FIG. 1 is a cross-sectional view illustrating a structural example of an image forming apparatus according to an embodiment of the present invention.

FIG. 2 is a block diagram illustrating a structure of an image forming apparatus according to the embodiment.

FIG. 3 is a block diagram showing a detailed configuration of an electronic sorter unit in the embodiment.

FIG. 4 is an explanatory diagram illustrating an operation at the time of double-sided copying in the embodiment.

FIG. 5 is an explanatory diagram for explaining an operation at the time of reduced layout in the embodiment.

FIG. 6 is a cross-sectional view showing a configuration of a circulating automatic document feeder in the embodiment.

FIG. 7 is a sectional view showing a part of the circulating automatic document feeder in the embodiment.

FIG. 8 is a flowchart illustrating an operation at the time of duplex copying in the embodiment.

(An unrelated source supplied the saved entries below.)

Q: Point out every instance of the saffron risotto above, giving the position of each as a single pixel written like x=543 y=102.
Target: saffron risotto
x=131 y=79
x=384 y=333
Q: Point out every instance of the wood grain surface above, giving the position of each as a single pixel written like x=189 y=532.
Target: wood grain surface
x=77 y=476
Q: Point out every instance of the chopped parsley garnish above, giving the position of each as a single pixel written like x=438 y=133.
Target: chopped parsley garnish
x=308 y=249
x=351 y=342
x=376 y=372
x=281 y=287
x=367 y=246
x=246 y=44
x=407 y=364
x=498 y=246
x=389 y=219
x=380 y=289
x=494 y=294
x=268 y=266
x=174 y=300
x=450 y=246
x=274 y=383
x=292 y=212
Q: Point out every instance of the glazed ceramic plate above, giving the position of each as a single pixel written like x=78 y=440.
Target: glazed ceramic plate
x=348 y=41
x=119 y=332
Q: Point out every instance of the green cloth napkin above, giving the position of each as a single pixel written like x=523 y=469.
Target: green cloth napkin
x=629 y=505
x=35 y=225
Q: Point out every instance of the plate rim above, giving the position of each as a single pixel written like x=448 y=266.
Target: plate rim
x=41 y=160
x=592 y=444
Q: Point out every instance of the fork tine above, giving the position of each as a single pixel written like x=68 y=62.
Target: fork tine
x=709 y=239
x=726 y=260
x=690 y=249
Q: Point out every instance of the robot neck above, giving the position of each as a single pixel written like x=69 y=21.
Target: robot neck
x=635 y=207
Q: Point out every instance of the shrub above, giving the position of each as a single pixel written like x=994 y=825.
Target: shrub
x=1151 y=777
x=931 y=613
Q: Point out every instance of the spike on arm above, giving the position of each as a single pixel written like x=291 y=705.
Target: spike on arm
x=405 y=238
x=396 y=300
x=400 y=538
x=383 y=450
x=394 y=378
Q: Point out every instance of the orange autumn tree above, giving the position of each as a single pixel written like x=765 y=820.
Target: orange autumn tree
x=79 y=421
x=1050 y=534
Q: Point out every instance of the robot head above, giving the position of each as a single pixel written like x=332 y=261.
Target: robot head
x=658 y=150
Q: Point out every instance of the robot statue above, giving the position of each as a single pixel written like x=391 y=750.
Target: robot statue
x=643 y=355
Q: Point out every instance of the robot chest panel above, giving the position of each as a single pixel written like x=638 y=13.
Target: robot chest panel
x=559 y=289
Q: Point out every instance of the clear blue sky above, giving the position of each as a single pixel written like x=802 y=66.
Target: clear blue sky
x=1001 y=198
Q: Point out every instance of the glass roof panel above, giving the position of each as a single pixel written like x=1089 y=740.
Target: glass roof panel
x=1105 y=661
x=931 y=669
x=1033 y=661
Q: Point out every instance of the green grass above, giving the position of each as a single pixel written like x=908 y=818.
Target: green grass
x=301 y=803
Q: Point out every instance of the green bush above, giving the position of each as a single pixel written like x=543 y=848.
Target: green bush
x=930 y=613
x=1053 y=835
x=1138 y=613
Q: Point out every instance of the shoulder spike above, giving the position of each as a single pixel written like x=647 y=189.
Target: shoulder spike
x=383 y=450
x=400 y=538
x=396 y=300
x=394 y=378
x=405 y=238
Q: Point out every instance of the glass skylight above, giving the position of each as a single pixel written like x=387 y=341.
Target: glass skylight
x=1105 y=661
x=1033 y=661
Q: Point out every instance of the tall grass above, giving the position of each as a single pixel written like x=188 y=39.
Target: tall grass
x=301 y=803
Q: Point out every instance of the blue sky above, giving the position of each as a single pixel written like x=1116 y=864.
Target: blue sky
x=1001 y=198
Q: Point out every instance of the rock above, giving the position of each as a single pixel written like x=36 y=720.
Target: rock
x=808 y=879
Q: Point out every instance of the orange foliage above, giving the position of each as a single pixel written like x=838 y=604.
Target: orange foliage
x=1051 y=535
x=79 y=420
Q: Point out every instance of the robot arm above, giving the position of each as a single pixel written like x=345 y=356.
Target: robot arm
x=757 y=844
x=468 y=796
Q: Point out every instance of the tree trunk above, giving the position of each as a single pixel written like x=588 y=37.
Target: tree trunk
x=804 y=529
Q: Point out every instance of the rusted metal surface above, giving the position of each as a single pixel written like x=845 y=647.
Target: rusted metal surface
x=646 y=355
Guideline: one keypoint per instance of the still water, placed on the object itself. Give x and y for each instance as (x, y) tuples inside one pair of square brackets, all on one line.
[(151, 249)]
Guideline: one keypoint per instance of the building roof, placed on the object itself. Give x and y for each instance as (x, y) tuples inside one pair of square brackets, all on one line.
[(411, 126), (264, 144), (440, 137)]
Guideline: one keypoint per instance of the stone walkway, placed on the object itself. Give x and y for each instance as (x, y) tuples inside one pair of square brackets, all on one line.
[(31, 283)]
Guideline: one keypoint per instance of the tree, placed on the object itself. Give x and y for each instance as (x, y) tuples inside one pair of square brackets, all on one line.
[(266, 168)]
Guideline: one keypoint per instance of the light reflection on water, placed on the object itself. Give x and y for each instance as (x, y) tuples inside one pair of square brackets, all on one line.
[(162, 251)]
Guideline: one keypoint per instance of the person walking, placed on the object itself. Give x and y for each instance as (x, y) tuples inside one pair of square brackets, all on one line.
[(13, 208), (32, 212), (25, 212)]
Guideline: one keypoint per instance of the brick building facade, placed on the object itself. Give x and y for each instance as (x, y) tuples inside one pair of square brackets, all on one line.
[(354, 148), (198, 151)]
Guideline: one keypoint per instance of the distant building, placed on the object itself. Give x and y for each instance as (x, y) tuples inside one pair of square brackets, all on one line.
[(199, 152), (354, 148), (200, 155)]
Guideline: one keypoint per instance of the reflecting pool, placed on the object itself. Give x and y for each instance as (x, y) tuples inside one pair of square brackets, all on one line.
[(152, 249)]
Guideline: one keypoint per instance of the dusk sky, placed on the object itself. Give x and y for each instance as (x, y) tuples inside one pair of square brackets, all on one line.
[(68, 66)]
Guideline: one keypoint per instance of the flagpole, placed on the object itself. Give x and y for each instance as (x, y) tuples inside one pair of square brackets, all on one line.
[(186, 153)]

FIG. 9 is a flowchart illustrating an operation at the time of reduced layout in the embodiment.

[Explanation of symbols]

 DESCRIPTION OF SYMBOLS 1 ... Original loading tray, 19 ... Recycle lever, 100 ... Copying apparatus main body, 180 ... Circulating automatic original feeder, 201 ... Image reading part, 202 ... Analog signal processing part, 203 ... Electronic sorter part, 204 ... Printer part, 205: CPU circuit section, 206: CPU, 207: ROM, 208: RAM.

Claims (4)

[Claims] 1. A document feeder capable of feeding a document from a last page of a document bundle on a document tray onto a document table and returning the document to the document tray, and counting the number of sheets fed by the document feeder. Counting means, image reading means for reading an image of the document sent from the document feeding means onto the document table, image storage means for storing the image in a memory, and an image of the document stored in the image storage means. reading,
When the image data stored in the image storage unit reaches a predetermined amount by the printing unit that forms an image and the storage of the image data in the image storage unit, the image data is still being sent to the original platen on the original tray. A first control unit that circulates the remaining originals and counts the total number of originals by the counting unit; a first control unit that counts the total number of originals counted by the control of the first control unit; And a second control unit for forming an image by the printing unit in accordance with the image data stored in the image storage unit. 2. The image forming apparatus according to claim 1, wherein in the first control unit, when circulating the remaining document after the image storage unit is full, the scanner is stopped. 3. The copying machine according to claim 1, wherein the copy job is in a double-sided mode, and when the number of the entire document bundle is an even number, the second control unit sets the last page to the back side and sets the number of the entire document bundle to an odd number. An image forming apparatus, wherein the last page is printed as a front surface. 4. The reduced copy mode according to claim 1, wherein the copy job is a reduced layout mode in which a maximum of N images are reduced and laid out into one image.
When the total number of originals is divisible by N,
Start printing the reduced layout N sheets at a time from the last page, and if it is not divisible by N, assuming that the remainder of the whole document bundle divided by N is M, the layout is reduced to M sheets from the last page, and then N sheets An image forming apparatus that prints a reduced layout at a time.